Zeke has that contract. All those tens of millions of dollars. Pollard doesn’t have that. While I don’t have the evidence, I will simply say this: There isn’t anyone who can convince me that Jerry Jones isn’t insisting that Zeke be the "bell cow" on this team. And if I’m right, then McCarthy has gone along with that.
So that begins my list of reasons to feel confident that the Jones’ aren’t prioritizing winning another SB above all else. If you can’t admit you were wrong about a contract and simply play the better player, then your ego is more important than another title.
Next, McCarthy himself. Not a coach known for running a tight, disciplined ship. Instead, a guy who prides himself on giving his team extra rest and justifying it with modern metrics about players’ activity levels, etc. Nice. But this is NFL football and the strongest and most disciplined teams survive in the playoffs. Dallas doesn’t need a "players coach."

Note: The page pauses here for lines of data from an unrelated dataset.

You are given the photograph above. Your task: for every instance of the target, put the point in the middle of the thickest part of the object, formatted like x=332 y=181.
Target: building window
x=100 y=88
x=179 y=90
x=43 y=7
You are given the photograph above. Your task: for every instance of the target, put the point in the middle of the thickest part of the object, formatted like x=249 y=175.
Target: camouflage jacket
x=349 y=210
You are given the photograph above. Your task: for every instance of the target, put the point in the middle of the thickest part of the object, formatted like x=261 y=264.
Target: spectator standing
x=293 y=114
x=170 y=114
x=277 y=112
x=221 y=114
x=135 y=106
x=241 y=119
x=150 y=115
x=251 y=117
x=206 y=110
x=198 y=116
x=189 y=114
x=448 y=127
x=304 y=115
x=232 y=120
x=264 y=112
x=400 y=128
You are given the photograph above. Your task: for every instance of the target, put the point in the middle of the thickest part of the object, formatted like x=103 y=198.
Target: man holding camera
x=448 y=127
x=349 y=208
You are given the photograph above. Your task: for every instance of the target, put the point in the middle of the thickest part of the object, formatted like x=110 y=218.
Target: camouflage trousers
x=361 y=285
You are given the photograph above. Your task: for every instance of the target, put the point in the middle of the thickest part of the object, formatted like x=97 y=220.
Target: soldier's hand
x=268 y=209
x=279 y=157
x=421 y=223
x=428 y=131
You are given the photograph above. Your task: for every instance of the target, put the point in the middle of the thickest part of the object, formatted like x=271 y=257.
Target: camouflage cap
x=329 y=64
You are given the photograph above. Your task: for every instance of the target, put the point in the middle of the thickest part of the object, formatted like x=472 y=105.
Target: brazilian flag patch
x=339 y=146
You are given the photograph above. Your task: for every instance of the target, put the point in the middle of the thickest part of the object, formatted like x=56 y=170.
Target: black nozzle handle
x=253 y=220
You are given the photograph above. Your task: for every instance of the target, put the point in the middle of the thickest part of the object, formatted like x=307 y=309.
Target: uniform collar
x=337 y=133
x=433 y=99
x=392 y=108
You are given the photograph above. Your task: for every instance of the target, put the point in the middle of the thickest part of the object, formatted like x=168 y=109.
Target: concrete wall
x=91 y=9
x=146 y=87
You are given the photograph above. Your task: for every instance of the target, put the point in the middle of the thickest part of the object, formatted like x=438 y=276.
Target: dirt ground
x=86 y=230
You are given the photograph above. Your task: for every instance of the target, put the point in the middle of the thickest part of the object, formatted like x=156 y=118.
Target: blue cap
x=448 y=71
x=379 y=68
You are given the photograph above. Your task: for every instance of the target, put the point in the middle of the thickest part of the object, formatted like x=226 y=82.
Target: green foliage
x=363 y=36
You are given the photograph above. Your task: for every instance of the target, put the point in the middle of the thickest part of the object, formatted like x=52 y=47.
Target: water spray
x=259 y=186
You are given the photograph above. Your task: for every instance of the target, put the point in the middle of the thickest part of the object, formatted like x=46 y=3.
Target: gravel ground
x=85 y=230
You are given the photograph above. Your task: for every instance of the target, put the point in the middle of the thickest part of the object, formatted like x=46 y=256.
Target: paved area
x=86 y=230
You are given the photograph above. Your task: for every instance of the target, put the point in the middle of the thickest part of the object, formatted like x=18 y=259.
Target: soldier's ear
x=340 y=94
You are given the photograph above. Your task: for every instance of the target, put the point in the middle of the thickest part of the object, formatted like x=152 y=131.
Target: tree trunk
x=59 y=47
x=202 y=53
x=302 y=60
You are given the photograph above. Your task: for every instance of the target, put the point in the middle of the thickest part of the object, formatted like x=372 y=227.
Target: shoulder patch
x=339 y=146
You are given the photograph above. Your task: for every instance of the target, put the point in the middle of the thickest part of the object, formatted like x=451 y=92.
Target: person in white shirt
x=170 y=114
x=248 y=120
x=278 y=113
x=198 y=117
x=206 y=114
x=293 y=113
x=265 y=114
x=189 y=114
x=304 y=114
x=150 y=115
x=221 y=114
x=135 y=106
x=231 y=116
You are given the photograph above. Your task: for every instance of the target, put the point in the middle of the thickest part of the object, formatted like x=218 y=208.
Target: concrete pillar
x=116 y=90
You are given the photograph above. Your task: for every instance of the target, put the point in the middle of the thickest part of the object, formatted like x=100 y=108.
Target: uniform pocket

So after Dallas sets an all-time NFL record for penalties in a playoff game, we get a vote of full confidence in the head coach, who never got a handle on the penalties—from team ownership.
But the penalties and general lack of discipline aren’t the only reason it’s inexcusable for ownership to give McCarthy full confidence after that one-and-done debacle.
We must discuss the offensive line. This was a problem for over half the season. Holding penalties, pre-snap penalties. And most importantly, the obvious fact that they didn’t have the center or left guard positions figured out at all. Was any of this sorted out, rectified in any way prior to the playoffs? No. McCarthy had nothing. No answers. Great coaching staffs and great teams figure out their offensive line issues as they arise. Not this staff.
Jerry Jones wants desperately for the football world to believe he’s a great GM, not just an owner. But he hasn’t a clue how to be a great GM, other than to pay Will McClay to do most of the heavy lifting. The problem, of course, is that even though McClay has a done a brilliant job finding talent for this team, Jerry continues to enable weak head-coaching, so long as they always protect his ego by pretending the players he over-paid are still elite NFL starters at their position. Jason Garrett did this for Jones and guided his teams to mediocrity for at least five years longer than most teams would have tolerated. It appears that life with McCarthy will be much of the same. I don’t care about the regular season record that was fluffed with a slate of awful opponents. Losing at home in the wild-card round is mediocrity.
The Jones family is about vainly protecting their egos and selling merch and tickets and marketing packages above all else. If we had any sense, Cowboys fans, we would simply boycott his team until these fundamental facts change for good.